Ramadan tests more than hunger, holding grief, compassion and faith amid a world at war
There is a particular quality to the calmness of Ramadan, which can be summarized as being intentional and appreciating delayed gratification. This holy month is more about canceling the noise of everyday life and dimming mundane ambitions than quieting one's appetite. For four weeks a year, Muslims around the world do something that feels especially countercultural in the 21st century by slowing down and turning inward. In this sense, it is our attempt to be closer to God, however imperfectly, by fasting not merely from food but from the relentless momentum of the world.
Unfortunately, this Ramadan, that silence was almost impossible to find.
The month arrived against a backdrop of regional war. Since the U.S. and Israel struck Iran, every evening's iftar has come with a side of breaking news. The minutes and hours ideally reserved for contemplation and reflection were interrupted by a seemingly endless stream of notifications, analyses and social media posts. While the spiritual discipline of the fast continued in the body, it was far harder to sustain in the mind and heart.
Admittedly, this is not a new problem. Sacred time and war have always been uneasy neighbors. The Quran itself designates four months of the year as sacred (the ashhur al-hurum) during which fighting carries a heightened prohibition. The ancient Greeks suspended hostilities for the Olympic Games. Medieval Christendom tried, with limited success, to establish a Peace of God and a Truce of God (Pax et treuga Dei) that would protect non-combatants and limit the calendar of violence.
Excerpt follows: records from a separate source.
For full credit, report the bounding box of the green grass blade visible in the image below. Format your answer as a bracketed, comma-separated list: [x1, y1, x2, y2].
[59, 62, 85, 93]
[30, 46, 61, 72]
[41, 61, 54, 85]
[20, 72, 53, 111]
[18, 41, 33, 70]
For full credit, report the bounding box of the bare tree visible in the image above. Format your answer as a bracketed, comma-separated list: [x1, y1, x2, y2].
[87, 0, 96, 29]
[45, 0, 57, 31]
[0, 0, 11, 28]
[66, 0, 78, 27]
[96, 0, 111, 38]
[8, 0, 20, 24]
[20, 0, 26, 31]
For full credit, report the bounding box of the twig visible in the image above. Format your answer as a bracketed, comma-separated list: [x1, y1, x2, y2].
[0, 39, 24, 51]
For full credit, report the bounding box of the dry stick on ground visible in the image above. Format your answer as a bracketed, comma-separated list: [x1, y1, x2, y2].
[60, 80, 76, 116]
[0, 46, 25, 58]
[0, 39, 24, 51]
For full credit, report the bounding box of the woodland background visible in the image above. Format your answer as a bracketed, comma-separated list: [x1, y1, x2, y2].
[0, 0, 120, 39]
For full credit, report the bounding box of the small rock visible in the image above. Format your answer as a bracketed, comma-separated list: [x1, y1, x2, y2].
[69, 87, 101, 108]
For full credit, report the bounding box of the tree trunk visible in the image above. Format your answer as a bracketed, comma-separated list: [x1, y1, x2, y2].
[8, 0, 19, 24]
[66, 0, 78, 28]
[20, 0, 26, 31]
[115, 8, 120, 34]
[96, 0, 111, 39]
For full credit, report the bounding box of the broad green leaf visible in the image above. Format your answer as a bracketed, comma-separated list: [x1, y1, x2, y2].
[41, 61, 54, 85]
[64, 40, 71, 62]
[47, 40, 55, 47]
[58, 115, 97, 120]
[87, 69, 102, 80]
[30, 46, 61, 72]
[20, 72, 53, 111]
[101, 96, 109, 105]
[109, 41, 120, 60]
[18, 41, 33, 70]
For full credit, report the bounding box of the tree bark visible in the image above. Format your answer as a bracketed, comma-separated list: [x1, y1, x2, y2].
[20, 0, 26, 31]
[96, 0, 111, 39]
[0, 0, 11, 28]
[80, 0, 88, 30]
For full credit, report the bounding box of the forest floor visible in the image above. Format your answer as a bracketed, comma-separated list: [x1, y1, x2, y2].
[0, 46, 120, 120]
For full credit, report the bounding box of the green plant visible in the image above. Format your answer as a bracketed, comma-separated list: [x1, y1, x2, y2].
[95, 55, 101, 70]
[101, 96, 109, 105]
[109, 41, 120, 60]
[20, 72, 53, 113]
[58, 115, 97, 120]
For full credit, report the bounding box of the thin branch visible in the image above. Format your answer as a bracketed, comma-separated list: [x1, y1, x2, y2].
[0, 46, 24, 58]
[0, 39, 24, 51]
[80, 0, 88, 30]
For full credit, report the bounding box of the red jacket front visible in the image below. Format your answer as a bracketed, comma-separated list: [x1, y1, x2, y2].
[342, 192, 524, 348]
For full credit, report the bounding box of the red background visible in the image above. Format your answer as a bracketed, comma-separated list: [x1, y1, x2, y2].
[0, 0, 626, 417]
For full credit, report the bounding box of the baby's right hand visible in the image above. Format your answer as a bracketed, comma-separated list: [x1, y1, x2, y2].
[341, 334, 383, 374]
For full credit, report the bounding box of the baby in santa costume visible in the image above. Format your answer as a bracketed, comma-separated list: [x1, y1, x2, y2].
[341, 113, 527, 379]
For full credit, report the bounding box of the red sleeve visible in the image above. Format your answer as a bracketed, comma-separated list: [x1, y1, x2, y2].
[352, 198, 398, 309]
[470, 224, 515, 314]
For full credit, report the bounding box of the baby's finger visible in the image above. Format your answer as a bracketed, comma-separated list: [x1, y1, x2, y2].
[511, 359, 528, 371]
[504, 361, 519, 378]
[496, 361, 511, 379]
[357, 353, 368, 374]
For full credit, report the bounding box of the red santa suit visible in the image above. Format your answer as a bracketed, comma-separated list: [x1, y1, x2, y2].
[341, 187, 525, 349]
These attempts were sincere, but also regularly violated.
But knowing this history does not make the present any easier to bear. If anything, it deepens the grief. We have known for 14 centuries that war and holiness make poor companions, and we have still not found a way to protect the sacred from the political.
What made this Ramadan particularly difficult was the refusal of the situation to resolve into a clean moral narrative. For those inclined toward easy solidarity, the instinct was to frame the violence as an assault on Muslim sacred time from outside – the bombs falling on Ramadan as a kind of spiritual aggression against believers. There is truth in that, but the full picture is more complex. Iran, a state that wraps itself in the language of Islamic resistance, has spent years bombing, destabilizing and bleeding Muslim societies across the Middle East. The cost of that contradiction has a name this Ramadan. Alna Abdullah was 11 years old, Iranian, born and raised in Kuwait. She called her father to say goodnight, told him she loved him and went to sleep. Iranian drone debris killed her in her bed.
So the spiritual displacement this month was not simply a story of believers versus the world. It was a story of a Muslim world fractured from within, where Muslim hands are among those doing the killing during the holy month. That is a harder truth to sit with. It is also a more important one.
The question that Ramadan poses – always, but this year with particular urgency – is not only whether we can achieve closeness to God in spite of the world's violence. It is whether we can maintain the moral clarity that closeness to God is supposed to provide. War narrows perception, demanding sides, enemies, absolutes. The spiritual work of Ramadan moves in exactly the opposite direction. It encourages humility, compassion, the recognition of our own limitations and the complexity of others.
To mourn the disruption of this Ramadan is not to be naive about geopolitics. After all, Islam never existed in a vacuum. But the point is to insist that something real was lost for millions of people who tried to observe the month in good faith and found themselves unable to escape the gravitational pull of a world at war. The fast of the body is easier to maintain than the fast of the mind. Fasting from anger, from despair, from the tribal certainties that war always tries to impose is the harder discipline.
Perhaps that is the most honest thing one can say about this Ramadan: It reminded us how difficult the real fast actually is. Not the hunger – we have always managed the hunger – but the other kind. The kind that asks us to hold our grief without letting it harden into hatred, to witness injustice without losing our capacity for moral nuance, to remain, somehow, close to God in a world that seems determined to make that impossible.
Sacred time does not stop war. But war, at its most honest, reveals what sacred time is actually for.